Os dois nobres e fortes guerreiros se olharam cara a cara.
– Deveriam ensinar às mulheres, acrescentou o herói Sigfrido, a evitar todas essas palavras insolentes. Proíba a sua esposa, eu farei o mesmo com a minha. Tal inconveniência me causa profunda tristeza.
Muitas belas mulheres ficaram separadas, não sem motivo. Essa era a aflição de Brunilda, que muitos dos homens de Gunter sentiram pena. Hagen de Troneja se aproximou de sua rainha.
Ele perguntou o que tinha, por que a encontrou chorando. Ela deu a notícia. Ele prometeu a ela, levantando a mão, que o marido de Crimilda sofreria o castigo, ou ele nunca se entregaria à alegria.
Enquanto pronunciava essas palavras, chegaram Ortewein e Gernot. Esses heróis concordaram com a morte de Sigfrido. Também chegou Geiselher, o arrogante filho de Uta; ao ouvir essas razões, disse-lhes lealmente:
– Oh! bons guerreiros, por que vocês vão fazer isso? Sigfrido não merece um ódio que justifique tirar sua vida e corpo. A menor ofensa provoca o ódio das esposas.
– Vamos obedecer a bastardos?, perguntou Hagen: disso não resultará honra para muitos guerreiros. Porque ele se gabou de minha amada rainha, é necessário matá-lo ou que eu pereça.
– Ele não nos fez mal algum – respondeu o próprio rei, senão para nosso bem e glória: vamos deixá-lo viver. O que aconteceria se eu odiasse esse guerreiro? Ele sempre nos foi leal.
Assim falou o herói de Metz, o senhor Ortewein:
– Sua grande força não lhe servirá de nada. Se me permitirem, causarei a ele todo o mal possível.
A partir desse momento, os guerreiros se tornaram inimigos dele, sem razão alguma. Ninguém mais pensou nisso, exceto Hagen, que frequentemente dizia a Gunter que, se Sigfrido deixasse de viver, ele teria sob seu poder muitos reinos dominantes. O herói ficou sombrio.
Assim ficou, e os torneios recomeçaram. Quantas lanças fortes foram quebradas da catedral ao palácio, na frente da esposa de Sigfrido. Muitos dos homens de Gunter estavam descontentes.
– Deixem de lado essa fúria sanguinária – respondeu o rei. Ele nasceu para nossa honra e orgulho; se esse homem maravilhoso, com sua terrível força, soubesse de suas intenções, vocês não poderiam resistir a ele.
– De forma alguma, replicou Hagen, como você permitir, posso preparar tudo em segredo. Ele pagará o preço por Brunilda. Além disso, Hagen sempre será um inimigo dele.

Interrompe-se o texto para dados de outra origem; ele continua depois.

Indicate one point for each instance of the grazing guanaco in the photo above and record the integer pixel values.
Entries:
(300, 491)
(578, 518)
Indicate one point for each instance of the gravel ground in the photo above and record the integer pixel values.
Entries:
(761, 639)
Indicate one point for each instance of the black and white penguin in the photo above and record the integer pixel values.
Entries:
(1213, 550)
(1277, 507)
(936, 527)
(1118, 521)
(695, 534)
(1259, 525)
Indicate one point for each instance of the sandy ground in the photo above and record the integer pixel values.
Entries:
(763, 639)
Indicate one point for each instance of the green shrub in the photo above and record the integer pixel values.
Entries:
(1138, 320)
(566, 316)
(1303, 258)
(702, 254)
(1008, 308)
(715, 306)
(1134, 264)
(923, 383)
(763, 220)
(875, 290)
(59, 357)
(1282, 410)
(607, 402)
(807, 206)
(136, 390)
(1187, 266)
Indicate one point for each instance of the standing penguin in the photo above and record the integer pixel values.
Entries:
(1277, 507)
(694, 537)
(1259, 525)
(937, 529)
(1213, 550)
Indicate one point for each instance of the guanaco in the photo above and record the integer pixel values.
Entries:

Assim perguntou o rei Gunter:
– Como isso pode ser conseguido?, perguntou o rei.
Imediatamente, Hagen lhe respondeu.
– Vou lhes dizer: nós faremos homens desconhecidos andarem por esta terra e eles virão declarar guerra.
– Em seguida, informareis aos vossos hóspedes que saireis para a defesa com todo o povo: eu conseguirei o meio de matá-lo, e a própria esposa do poderoso guerreiro me entregará.
O rei seguiu maliciosamente o conselho de seu vassalo. Aqueles nobres cavaleiros começaram a preparar a terrível traição sem que ninguém soubesse: o rancor das duas mulheres fez com que muitos heróis morressem.